By Rob Morgan
I took this snapshot at Pegasus Bridge in Normandy. The original bridge has been replaced with a wider replica, and the original sits in the middle of one of the glider landing fields close to the River Orne. There are a number of relics of the battle, as well as a sizeable museum complete with a Horsa Glider, and this weapon.
It’s a US-manufactured Maxson Mount, 4x.50 heavy Browning machine guns on a remarkable powered mounting. I first encountered this weapon when Matchbox issued their M16 Half-Track with Maxson in 1/72nd scale, what 40 years ago? It complemented the Airfix M3 well, and I bought three.

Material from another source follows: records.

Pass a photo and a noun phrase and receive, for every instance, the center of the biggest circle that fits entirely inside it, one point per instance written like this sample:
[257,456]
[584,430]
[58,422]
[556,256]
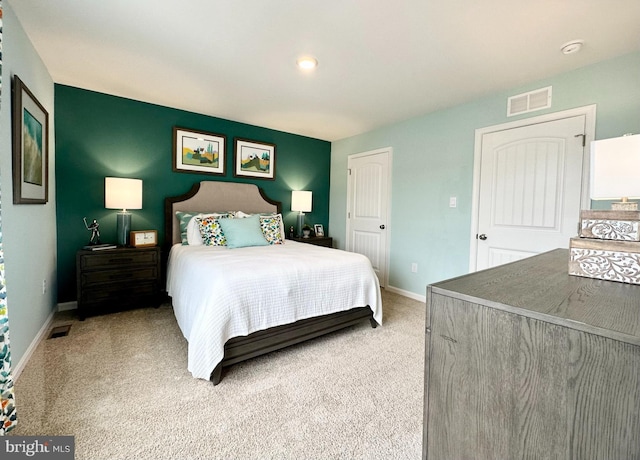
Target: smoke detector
[572,47]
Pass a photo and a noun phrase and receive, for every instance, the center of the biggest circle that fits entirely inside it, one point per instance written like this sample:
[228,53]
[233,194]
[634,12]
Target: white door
[530,190]
[367,208]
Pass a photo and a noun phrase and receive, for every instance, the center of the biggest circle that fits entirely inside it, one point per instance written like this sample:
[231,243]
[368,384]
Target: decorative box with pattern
[610,225]
[605,259]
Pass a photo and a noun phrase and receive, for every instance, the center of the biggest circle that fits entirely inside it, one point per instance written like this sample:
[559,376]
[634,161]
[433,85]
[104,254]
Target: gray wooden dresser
[526,361]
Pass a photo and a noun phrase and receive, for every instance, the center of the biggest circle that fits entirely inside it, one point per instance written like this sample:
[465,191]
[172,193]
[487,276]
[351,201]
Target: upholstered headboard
[214,196]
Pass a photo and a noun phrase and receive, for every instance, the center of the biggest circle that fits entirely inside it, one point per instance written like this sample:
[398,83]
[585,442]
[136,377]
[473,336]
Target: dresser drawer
[121,294]
[118,276]
[117,259]
[115,279]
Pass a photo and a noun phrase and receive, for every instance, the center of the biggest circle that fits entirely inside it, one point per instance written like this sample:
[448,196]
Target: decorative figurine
[94,228]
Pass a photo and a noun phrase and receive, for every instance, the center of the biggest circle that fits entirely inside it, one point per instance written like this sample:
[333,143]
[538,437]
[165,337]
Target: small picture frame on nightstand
[144,238]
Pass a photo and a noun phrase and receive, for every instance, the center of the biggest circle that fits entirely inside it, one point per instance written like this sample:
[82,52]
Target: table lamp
[122,193]
[301,202]
[615,171]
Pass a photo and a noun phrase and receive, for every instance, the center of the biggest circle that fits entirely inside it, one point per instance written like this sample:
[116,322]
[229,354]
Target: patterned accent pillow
[271,226]
[194,237]
[211,231]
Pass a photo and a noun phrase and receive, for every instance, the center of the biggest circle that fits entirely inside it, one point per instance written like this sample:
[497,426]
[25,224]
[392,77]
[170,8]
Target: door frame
[388,226]
[589,111]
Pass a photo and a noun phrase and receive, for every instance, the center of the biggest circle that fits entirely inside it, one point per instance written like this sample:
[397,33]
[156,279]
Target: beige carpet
[119,384]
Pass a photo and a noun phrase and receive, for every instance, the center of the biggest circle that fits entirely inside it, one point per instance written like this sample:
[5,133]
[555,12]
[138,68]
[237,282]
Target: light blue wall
[28,230]
[433,160]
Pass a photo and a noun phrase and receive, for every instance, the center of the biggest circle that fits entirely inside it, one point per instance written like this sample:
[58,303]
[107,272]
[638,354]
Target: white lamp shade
[122,193]
[615,168]
[301,201]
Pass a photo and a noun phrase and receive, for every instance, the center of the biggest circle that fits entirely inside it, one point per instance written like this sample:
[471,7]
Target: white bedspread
[220,293]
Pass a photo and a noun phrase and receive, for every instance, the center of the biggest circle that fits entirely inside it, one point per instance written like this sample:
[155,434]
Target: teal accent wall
[433,160]
[99,135]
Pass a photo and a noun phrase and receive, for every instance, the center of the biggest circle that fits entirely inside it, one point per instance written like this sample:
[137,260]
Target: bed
[234,303]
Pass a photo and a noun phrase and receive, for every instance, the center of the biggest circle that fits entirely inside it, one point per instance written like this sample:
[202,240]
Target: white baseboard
[18,368]
[68,306]
[411,295]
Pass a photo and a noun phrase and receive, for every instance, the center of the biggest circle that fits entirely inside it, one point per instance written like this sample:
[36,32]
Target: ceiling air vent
[529,102]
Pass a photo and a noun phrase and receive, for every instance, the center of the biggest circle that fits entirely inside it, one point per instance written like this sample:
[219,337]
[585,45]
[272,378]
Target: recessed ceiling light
[307,63]
[572,47]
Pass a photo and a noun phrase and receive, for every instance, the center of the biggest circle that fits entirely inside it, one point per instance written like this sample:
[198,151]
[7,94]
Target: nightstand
[116,279]
[325,241]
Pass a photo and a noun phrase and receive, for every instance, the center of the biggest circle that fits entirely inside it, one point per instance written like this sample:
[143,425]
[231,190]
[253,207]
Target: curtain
[8,417]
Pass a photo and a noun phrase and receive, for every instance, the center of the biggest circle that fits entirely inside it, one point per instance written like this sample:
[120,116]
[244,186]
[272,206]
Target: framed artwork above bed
[198,151]
[254,159]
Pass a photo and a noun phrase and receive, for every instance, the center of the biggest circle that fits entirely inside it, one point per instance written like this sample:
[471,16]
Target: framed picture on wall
[254,159]
[30,124]
[198,151]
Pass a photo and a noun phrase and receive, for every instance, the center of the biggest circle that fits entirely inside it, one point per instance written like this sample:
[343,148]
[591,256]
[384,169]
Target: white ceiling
[379,61]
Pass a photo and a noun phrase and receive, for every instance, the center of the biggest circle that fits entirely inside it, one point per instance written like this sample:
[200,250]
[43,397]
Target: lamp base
[123,227]
[300,224]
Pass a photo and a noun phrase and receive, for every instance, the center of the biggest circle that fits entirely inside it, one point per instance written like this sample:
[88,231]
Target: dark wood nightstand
[116,279]
[325,241]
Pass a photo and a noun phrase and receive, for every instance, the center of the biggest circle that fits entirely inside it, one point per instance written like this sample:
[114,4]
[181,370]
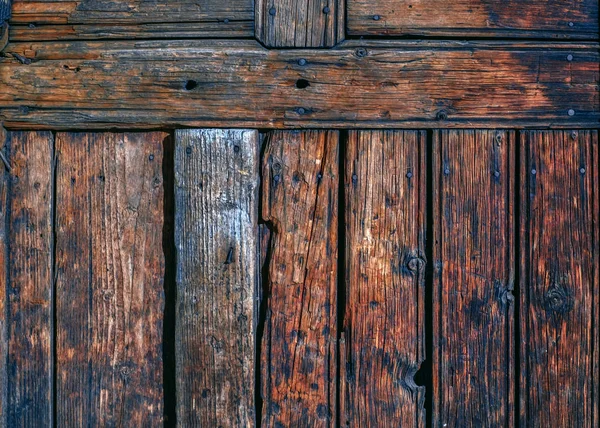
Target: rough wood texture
[559,279]
[386,208]
[237,83]
[131,18]
[474,18]
[300,23]
[216,235]
[26,280]
[300,202]
[110,269]
[473,359]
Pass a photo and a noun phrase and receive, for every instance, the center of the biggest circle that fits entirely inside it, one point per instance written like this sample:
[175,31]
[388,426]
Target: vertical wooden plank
[110,269]
[300,23]
[559,382]
[300,202]
[386,209]
[216,235]
[473,358]
[26,291]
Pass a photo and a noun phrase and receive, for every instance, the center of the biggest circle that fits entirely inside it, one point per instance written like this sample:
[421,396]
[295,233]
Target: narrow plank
[132,18]
[300,23]
[479,18]
[300,201]
[216,235]
[110,270]
[473,359]
[559,381]
[26,272]
[240,84]
[386,209]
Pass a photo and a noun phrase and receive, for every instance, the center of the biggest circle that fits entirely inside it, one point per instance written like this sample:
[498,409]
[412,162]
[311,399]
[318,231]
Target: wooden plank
[89,19]
[110,269]
[216,235]
[300,202]
[26,272]
[300,23]
[473,328]
[238,83]
[386,209]
[559,382]
[475,18]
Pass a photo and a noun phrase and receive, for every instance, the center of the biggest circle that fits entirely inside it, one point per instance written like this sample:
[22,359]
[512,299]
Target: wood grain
[90,19]
[475,18]
[216,235]
[300,202]
[300,23]
[110,270]
[359,84]
[559,263]
[26,272]
[386,208]
[473,326]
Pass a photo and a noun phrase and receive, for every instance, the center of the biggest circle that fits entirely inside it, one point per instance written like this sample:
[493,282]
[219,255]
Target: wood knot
[558,299]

One ended up ‘Lend-Lease’ to my wargame Red Army, one was captured, and mounted on a GMC truck, and the third’s still in the box.
What a superb weapon this was. Not a huge calibre 12.7mm, but a very powerful A/A and ground fire combination. Fully electrically powered, the gunner sat inside the guns, and each ammunition box held 200 rounds, with a very high rate of fire, and a ceiling of about 3,000 feet. It was truly capable of all-round fire. I believe many of them served well after World War II ended (even in Vietnam possibly) , while examples were provided to countries like Brazil and Israel. The mounting shown here has a compact and business-like look to it. I’ve often wondered why the Maxson didn’t find its way onto MTB’s or light warships. Perhaps it did.
A pity about all those marvellous and unusual Matchbox kits. The designers and manufacturers avoided the trap of duplicating what Airfix, then first in the field, had already made, and somehow ‘topped-up’ the 1/72nd military model market. Mind you, Matchbox did produce a splendid MkV Panther that was straightforward to build and wicked looking, easily displacing the frail, complex Airfix model of a decade before.